Praise Jesus? That’s fucking pushing it! This shit’s about as far from God as shit can get! Either of you ever seen anything like that? You even heard of anything like that? Huh? Me neither… and I watch Animal Planet all the fucking time!

Jenna Fischer as the receptionist for the police station in Slither, © 2006 Gold Circle Films

Jenna Fischer as the receptionist for the police station in Slither, © 2006 Gold Circle Films

Bah, this movie stunk. I love Nathan Fillion and really like Elizabeth Banks, but even their charms could not wipe the slime off this. James Gunn wrote and directed this gross alien invasion of small town flic and it is very far from the quality he achieved in Guardians of the Galaxy.
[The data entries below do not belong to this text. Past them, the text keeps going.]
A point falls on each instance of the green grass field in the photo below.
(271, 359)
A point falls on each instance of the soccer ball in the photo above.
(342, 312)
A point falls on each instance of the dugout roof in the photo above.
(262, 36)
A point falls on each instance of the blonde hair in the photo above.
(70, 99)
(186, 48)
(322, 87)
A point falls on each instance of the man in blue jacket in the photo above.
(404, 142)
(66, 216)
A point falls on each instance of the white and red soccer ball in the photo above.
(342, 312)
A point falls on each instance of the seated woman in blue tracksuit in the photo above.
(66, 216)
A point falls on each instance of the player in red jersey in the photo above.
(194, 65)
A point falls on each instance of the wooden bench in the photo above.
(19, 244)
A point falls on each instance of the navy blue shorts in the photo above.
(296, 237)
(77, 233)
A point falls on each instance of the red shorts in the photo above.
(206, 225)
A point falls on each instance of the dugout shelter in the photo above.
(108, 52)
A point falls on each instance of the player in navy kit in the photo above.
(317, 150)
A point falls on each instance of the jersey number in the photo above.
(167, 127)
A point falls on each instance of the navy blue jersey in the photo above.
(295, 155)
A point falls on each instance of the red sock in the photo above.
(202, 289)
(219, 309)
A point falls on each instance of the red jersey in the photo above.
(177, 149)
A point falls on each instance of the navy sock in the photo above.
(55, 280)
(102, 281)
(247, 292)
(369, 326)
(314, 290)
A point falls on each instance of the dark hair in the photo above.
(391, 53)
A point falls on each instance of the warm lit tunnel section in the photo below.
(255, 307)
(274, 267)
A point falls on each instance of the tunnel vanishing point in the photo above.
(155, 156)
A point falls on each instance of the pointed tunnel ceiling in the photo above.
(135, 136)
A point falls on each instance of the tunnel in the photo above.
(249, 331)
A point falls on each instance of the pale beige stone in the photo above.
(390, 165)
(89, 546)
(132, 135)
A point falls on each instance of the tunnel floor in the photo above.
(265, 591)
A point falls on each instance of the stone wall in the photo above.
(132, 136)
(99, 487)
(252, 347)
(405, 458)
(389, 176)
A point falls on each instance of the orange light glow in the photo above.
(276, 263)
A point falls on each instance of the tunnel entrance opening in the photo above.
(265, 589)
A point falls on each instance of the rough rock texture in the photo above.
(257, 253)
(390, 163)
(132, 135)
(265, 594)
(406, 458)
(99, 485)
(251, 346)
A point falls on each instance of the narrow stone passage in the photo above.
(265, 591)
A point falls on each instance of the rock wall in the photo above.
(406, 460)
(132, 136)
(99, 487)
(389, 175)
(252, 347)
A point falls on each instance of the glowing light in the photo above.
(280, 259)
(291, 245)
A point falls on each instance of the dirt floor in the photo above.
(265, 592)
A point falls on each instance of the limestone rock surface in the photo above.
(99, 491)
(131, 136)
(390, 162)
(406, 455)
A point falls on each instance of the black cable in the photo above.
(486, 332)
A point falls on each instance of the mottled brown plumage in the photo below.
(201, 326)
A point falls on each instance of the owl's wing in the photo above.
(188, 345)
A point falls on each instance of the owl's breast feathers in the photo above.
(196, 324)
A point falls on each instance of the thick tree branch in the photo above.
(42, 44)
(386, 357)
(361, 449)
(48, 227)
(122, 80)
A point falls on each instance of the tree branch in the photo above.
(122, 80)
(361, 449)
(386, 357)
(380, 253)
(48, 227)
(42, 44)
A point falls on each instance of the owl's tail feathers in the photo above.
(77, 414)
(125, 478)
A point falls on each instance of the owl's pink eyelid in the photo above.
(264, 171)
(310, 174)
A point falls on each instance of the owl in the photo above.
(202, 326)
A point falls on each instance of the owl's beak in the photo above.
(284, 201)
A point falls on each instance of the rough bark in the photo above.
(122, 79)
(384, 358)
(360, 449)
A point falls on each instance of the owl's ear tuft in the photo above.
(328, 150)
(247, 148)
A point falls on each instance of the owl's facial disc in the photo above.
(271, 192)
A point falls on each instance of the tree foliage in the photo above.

I can see hints, here and there, like the aww-shucks charm of Fillion’s sheriff, but what a boring movie. The only thing exceptional was how disgusting everything looked. That truly is an achievement, even if it probably detracted from my enjoyment of the movie. Full disclosure, I am not a horror movie fan, so maybe this would resonate for horror fans more than it did for me. As this was a horror comedy, and as I enjoyed Shaun of the Dead, I thought this might work for me. I guess James Gunn is no Edgar Wright, but maybe no-one else is. Still my one word review of this movie—Yuck.